Frank Sinatra Smashed His Ex-Wife’s Property to Make a Guest Feel Better
Frank Sinatra’s temper was legendary in Hollywood. Those close to the artist knew that the most minor thing — a meal not prepared to his liking or a perfume he didn’t like — could send him into a rage. Therefore, his reaction was somewhat surprising when a guest at a party hosted by his ex-wife accidentally broke something in her home. He chose to also smash something to make the guest feel better.
Frank Sinatra divorced his first wife after a very public affair
Sinatra began dating his first wife, Nancy Barbato, in 1934, when both were teenagers living in New Jersey. Five years later, they married and had three children together. Soon, Sinatra found success as a singer and actor. He also started up a number of affairs.

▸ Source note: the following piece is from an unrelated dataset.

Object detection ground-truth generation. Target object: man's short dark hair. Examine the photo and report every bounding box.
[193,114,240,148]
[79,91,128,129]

“The more famous Frank Sinatra got the more women there were who wanted to go to bed with him, and he saw no reason not to oblige as many of them as possible,” his biographer James Kaplan wrote in Frank: The Voice, per The Washington Post. “Covering up the evidence was rarely his first priority.”
Amidst Sinatra’s public love affair with Ava Gardner, he and Barbato permanently separated. In 1951, they officially divorced.
“Unfortunately, my married life with Frank has become most unhappy and almost unbearable,” Barbato said in a rare public statement about her relationship.
He once smashed her belongings after a mistake by a party guest
Despite their split, Sinatra and Barbato remained in each other’s lives. At one point, Sinatra hosted a party at Barbato’s California home. A reporter named Jane Hoag, who went to school with Sinatra’s daughter Nancy, leaned against a table and knocked an alabaster bird figurine to the floor, shattering it.
The 1966 article “Frank Sinatra Has a Cold” by Gay Talese (via Creative Nonfiction) noted that the room fell entirely silent when this happened.
“Sinatra’s daughter cried, ‘Oh, that was one of mother’s favorites…’ — but before she could complete the sentence, Sinatra glared at her, cutting her off, and while 40 other guests in the room all stared in silence, Sinatra walked over, quickly with his finger flicked the other alabaster bird off the table, smashing it to pieces, and then put an arm gently around Jane Hoag and said, in a way that put her completely at ease, ‘That’s OK, kid.’”
Frank Sinatra and his former wife maintained a friendly relationship after their divorce
Though she likely did not appreciate him smashing one of her favorite possessions, Sinatra and Barbato remained close even after their divorce. She instructed Sinatra’s valet George Jones on how to make her former husband’s favorite foods. She also offered advice on his romances with other women and accepted that he would sometimes come over and crash on her sofa unannounced. Barbato even threw Sinatra’s 50th birthday party.
“I didn’t do it under the pretense of thinking he’d come back,” she said. “It’s just that we had a nice association and I wanted to keep it that way.”
Barbato never remarried and remained Sinatra’s friend until his death in 1998.